OJ Simpson Is ‘Completely Free’ After Being Granted Early Release From Parole
O.J. Simpson attends a parole hearing at Lovelock Correctional Center in Lovelock, Nev., on Jul 20, 2017. (Jason Bean-Pool/Getty Images)
Mimi Nguyen Ly
12/14/2021
Updated:
12/14/2021

O.J. Simpson is a free man after he was granted early release by the Nevada Board of Parole earlier this month.

Simpson, 74, is a former football star and actor who was acquitted in the 1994 murder of his wife and her friend.

He was later convicted by a jury in Las Vegas in 2008 after he was accused of leading five men, two armed among them, in a confrontation over sports memorabilia at an off-strip Las Vegas casino hotel.
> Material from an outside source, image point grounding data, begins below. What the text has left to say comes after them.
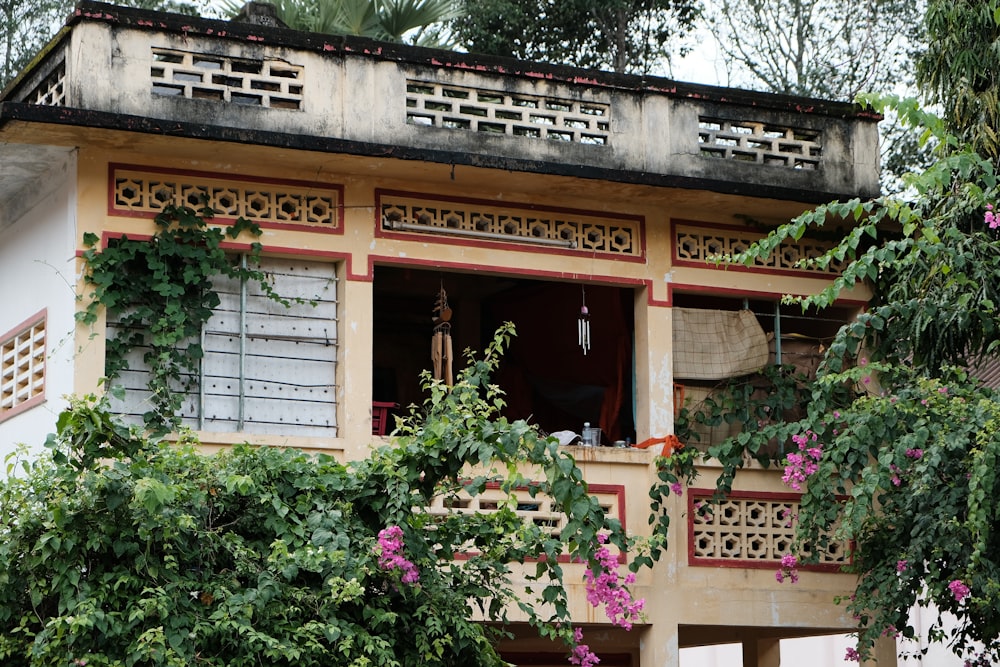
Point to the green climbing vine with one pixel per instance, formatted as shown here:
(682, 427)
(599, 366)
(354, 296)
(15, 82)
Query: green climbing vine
(160, 291)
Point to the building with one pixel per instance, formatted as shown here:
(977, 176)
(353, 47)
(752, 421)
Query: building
(383, 175)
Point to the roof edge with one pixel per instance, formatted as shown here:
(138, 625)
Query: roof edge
(140, 19)
(67, 116)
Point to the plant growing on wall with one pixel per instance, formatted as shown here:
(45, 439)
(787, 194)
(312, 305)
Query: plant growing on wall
(160, 292)
(120, 550)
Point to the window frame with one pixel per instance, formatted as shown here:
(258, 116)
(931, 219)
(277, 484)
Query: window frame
(11, 336)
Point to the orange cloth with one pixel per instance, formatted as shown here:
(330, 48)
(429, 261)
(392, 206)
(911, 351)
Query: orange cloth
(670, 443)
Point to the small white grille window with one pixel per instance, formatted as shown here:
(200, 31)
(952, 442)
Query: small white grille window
(274, 84)
(22, 367)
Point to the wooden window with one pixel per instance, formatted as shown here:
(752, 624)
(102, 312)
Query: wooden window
(22, 366)
(267, 368)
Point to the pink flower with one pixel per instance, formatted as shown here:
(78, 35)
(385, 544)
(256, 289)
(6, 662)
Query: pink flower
(582, 655)
(609, 588)
(789, 564)
(800, 466)
(390, 544)
(958, 589)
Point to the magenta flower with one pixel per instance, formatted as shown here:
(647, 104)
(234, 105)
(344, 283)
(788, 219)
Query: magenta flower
(582, 655)
(958, 589)
(799, 466)
(609, 588)
(789, 568)
(390, 546)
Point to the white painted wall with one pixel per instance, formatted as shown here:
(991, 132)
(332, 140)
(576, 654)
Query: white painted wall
(37, 270)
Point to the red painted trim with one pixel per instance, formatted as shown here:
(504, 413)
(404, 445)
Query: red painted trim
(312, 185)
(695, 494)
(39, 317)
(380, 232)
(739, 268)
(331, 255)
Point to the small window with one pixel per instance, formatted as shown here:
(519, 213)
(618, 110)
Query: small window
(22, 367)
(267, 368)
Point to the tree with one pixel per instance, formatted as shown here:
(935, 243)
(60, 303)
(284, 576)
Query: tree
(630, 36)
(419, 22)
(832, 49)
(960, 69)
(122, 550)
(24, 29)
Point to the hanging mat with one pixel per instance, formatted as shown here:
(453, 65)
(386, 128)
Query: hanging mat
(717, 344)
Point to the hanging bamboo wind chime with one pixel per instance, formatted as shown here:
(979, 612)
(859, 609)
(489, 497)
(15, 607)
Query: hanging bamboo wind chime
(583, 323)
(441, 351)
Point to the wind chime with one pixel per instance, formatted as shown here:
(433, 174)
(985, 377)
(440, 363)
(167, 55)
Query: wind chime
(441, 351)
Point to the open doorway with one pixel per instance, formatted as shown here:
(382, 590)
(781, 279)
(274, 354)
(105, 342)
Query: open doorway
(546, 375)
Simpson said he just wanted to retrieve personal mementoes and items stolen from him following his acquittal.

He served nine years in prison before he was released on parole on Oct. 1, 2017.

The original discharge date for Simpson was Sept. 29, 2022. It was moved up to Feb. 9, 2022, due to good behavior. The Nevada Board of Parole majority later granted his early discharge after a Nov. 30 hearing, cutting his term by another three months for good behavior.

Nevada State Police spokeswoman Kim Yoko Smith said Tuesday that “[a] decision to grant early discharge from parole was ratified on Dec. 6, 2021.”

“Mr. Simpson is a completely free man now,” said Malcolm LaVergne, Simpson’s lawyer in Las Vegas.

Simpson currently lives in a gated community in Las Vegas, where he frequently plays golf. He also posts on Twitter about college and pro sports, especially football.

Earlier in his life, Simpson was an NFL Hall of Famer and the first running back to gain 2,000 yards in a season with the Buffalo Bills in 1973. He acted in movies and served as a rent-a-car company pitchman and a football commentator.

In 1995, in what is now referred to as “The Trial of the Century,” Simpson was acquitted by a jury of two counts of murder in the 1994 slayings of his ex-wife Nicole Brown Simpson and her friend Ronald Goldman.

But a California civil court jury in 1997 found him liable for their deaths, and the court ordered him to pay $33.5 million to the families of Nicole Brown Simpson and Goldman. The amount has more than doubled since.

LaVergne said in June that Simpson also would continue to fight court orders that he owes at least $60 million in judgments from the 1994 killings.

The Associated Press and Reuters contributed to this report.